私はルイの婚約を近くで見たくなくて、逃げたと言っても過言ではない。




しかし私が王都を離れて4年が経った今も、ルイは婚約どころか、そのような話が社交界で流れることはなかった。


嬉しい反面、自分がルイ以外の誰かと婚約することが先になるのではないかという不安も募ってくる。





「サリー起きてたのかい?

もしまだ眠くないなら僕は今から軽食を取るんだ。

付き合ってくれないか?」


「もちろんよ。食堂で待ってる」



そう言うと子供の頃のように軽く私の頭を撫で、着替えに私室に向かうルイの背中を見送った。

その視線をライオネルに戻し声をかける。



「ライオネルもお疲れ様。

ルイと一緒に軽食食べる?」


「いや俺は部屋で食べるから二人でゆっくり食べろよ」




ライオネルの言葉に思わず頬が熱くなる。

「がんばれよ」とヒラヒラと手を振って去っていくライオネルに手を振り返し見送る。





ライオネルは私が男爵領に移ったときに、慣れるまではと執務を手伝うためについて来てくれた。
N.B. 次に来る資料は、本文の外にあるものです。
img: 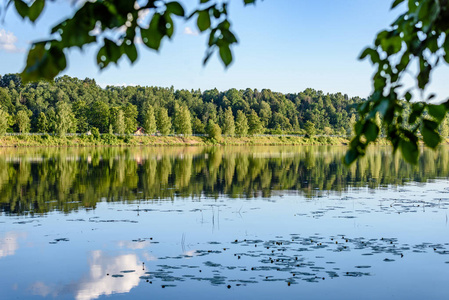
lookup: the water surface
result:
[0,147,449,299]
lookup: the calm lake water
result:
[0,147,449,300]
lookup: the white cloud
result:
[184,26,199,35]
[75,251,145,300]
[0,29,23,53]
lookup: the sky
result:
[0,0,449,97]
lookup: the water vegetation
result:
[0,146,449,215]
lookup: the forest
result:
[0,74,449,139]
[0,146,449,215]
[0,74,363,136]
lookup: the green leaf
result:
[380,36,402,55]
[140,13,164,50]
[399,140,419,164]
[220,45,232,67]
[344,149,360,166]
[363,120,379,142]
[28,0,45,22]
[21,41,67,82]
[166,2,185,17]
[14,0,30,19]
[427,104,446,123]
[391,0,404,9]
[124,44,137,63]
[443,34,449,64]
[197,10,210,32]
[421,126,441,149]
[359,48,380,64]
[405,92,412,102]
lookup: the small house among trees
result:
[134,127,145,135]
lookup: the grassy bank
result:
[0,134,356,147]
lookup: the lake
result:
[0,146,449,300]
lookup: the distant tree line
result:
[0,74,447,137]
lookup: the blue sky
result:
[0,0,449,97]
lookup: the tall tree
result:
[56,102,76,136]
[223,107,235,136]
[0,108,9,136]
[89,100,109,133]
[174,105,192,135]
[16,110,30,133]
[207,120,221,141]
[157,107,171,135]
[248,109,263,135]
[235,110,248,136]
[36,112,48,133]
[123,103,139,134]
[304,121,316,138]
[144,105,156,134]
[113,109,125,134]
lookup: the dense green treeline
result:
[0,74,362,137]
[0,146,449,214]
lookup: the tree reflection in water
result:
[0,146,449,214]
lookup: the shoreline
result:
[0,135,356,148]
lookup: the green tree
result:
[56,102,76,136]
[16,110,30,133]
[193,118,206,134]
[157,107,171,135]
[235,110,248,136]
[0,109,9,136]
[144,105,156,134]
[174,105,192,135]
[123,103,139,134]
[72,100,89,133]
[114,109,125,134]
[36,112,48,133]
[304,121,316,138]
[223,107,235,136]
[345,0,449,164]
[440,116,449,140]
[248,109,263,135]
[347,114,357,137]
[207,120,221,141]
[89,100,110,132]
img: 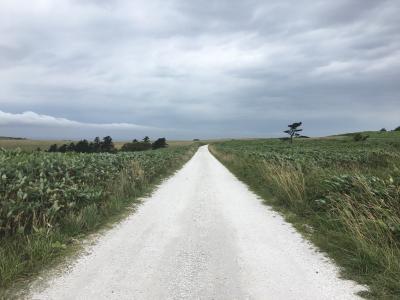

そしてずっと男爵領と王都を行き来する生活を送ってくれていた。

私がルイに抱く想いを知っているのはライオネルとローレンナだけだ。



ライオネルは私と男爵領に移った際に、私の気持ちを言い当てた。

私は正直にライオネルに、ルイへの気持ちと男爵領に移るきっかけになった理由を話した。



今回、王都に戻るようにと進言してくれたのはライオネルだ。

陛下からの依頼ももちろんあるが、そろそろ気持ちに決着をつけなければと考えていた私の背を押してくれたのだ。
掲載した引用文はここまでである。